Capture the essence of autumn with this vibrant, easy-to-make apple and blackberry jam. This classic preserve balances tart berries with sweet, softened apples for the perfect spread on warm toast or scones.
Place two small saucers in the freezer; these will be used later to test if the jam has reached its setting point.
In a heavy-bottomed preserving pan, combine the chopped Bramley apples, lemon juice, and 250ml of water. Bring the mixture to a boil, then reduce the heat and simmer for 5–8 minutes until the apples have softened.
Add the blackberries and granulated sugar to the pan.
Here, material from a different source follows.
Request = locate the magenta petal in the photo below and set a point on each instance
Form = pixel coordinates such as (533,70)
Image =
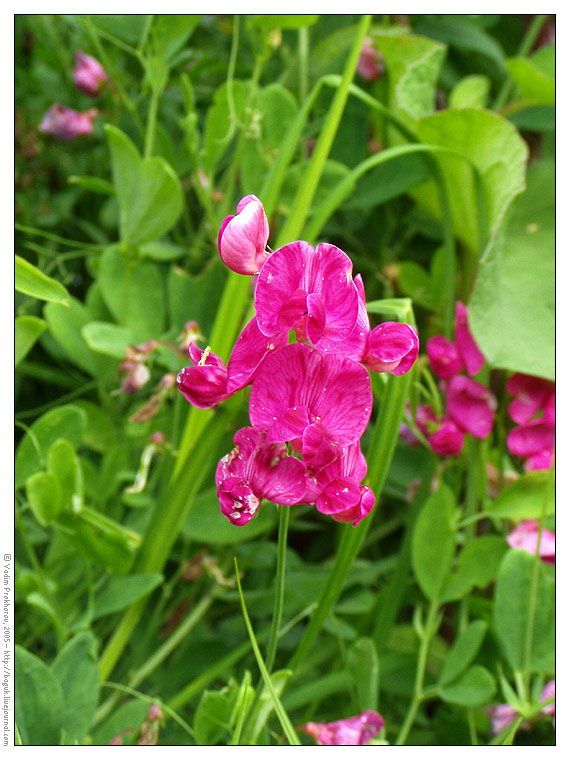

Stir over low heat until the sugar has completely dissolved and no crystals remain.
Increase the heat to medium and simmer the mixture for 30–35 minutes, stirring occasionally to prevent sticking, until the jam reaches the setting stage.
To test the set, remove a saucer from the freezer and place a small spoonful of jam onto it. Let it sit for a moment, then push it with your finger. If the surface wrinkles, the jam is ready. If not, simmer for another 5 minutes and test again.
Using a funnel, carefully ladle the hot jam into warm, sterilized jars. Seal the lids tightly once the jam has cooled. Store in the fridge for up to six months.
For the best results, use a heavy-bottomed pan to ensure even heat distribution and prevent the sugar from burning. If you prefer a smoother jam, you can lightly mash the blackberries before adding them to the pan. Always ensure your jars are thoroughly sterilized to maximize shelf life.